Talking about the "cloning days of yore, when Power Computing made rather vanilla-looking PCs that had PPC 600-series processors and ran System 7" ars posts, Woz reckons
that Psystar's efforts are similar "except not with Apple's blessing," says the Apple co-founder whose inventions and machines are credited with contributing greatly to the personal computer revolution of the 1970s.

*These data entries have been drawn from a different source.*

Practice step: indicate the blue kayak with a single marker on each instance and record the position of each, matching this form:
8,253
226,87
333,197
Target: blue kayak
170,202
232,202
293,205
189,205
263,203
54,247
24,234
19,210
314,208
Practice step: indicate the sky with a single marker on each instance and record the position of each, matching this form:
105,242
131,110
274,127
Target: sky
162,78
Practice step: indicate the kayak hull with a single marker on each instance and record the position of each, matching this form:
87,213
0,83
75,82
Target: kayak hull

A recent Wired piece we've covered reveals that Apple stands little chance to stop Psystar at its tracks (stop them selling the attractive Open Computer which costs around $500 less than Apple's Mac mini and sports more impressive specs). The Cupertino-based corporation can, however, fight back through tech, particularly releasing a Leopard update that "breaks compatibility with the Open Computer/OpenPro," Woz hints:

"I'm sure that when Apple went Intel, they included copyright code in a ROM that is necessary," he said. Psystar's computer needs to emulate the Mac's EFI, probably using a few extra drivers as well. This is what Woz sees as a bump in the road for Psystar and their Mac clone: "You have a right to run Mac Software on any non-Apple computer, but you don't have the right to copy codes that are built into Apple's hardware, so you are stuck," Woz told ars.

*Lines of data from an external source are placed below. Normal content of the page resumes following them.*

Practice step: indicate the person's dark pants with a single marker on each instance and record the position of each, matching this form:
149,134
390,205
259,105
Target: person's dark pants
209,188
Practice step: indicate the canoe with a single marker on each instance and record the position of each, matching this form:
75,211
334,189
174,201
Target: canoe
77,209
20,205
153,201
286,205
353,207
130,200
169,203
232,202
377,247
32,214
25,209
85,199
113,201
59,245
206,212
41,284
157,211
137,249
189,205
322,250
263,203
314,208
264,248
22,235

The same source notes that Apple doesn't have to ensure compatibility with non-Apple hardware. Even though some would grab a cheaper alternative to its systems in a jiffy and still run Leopard, that doesn't make Apple a winner. Hopefully everyone understands that, although there's a cheaper Mac mini out there (ten times the size though), Apple's OS works best with Apple's hardware. As you can imagine, they want to keep it that way.

"I need another tower and I like the price, so I may get one," says Woz speaking about possibility of him acquiring an Open Computer/OpenPro.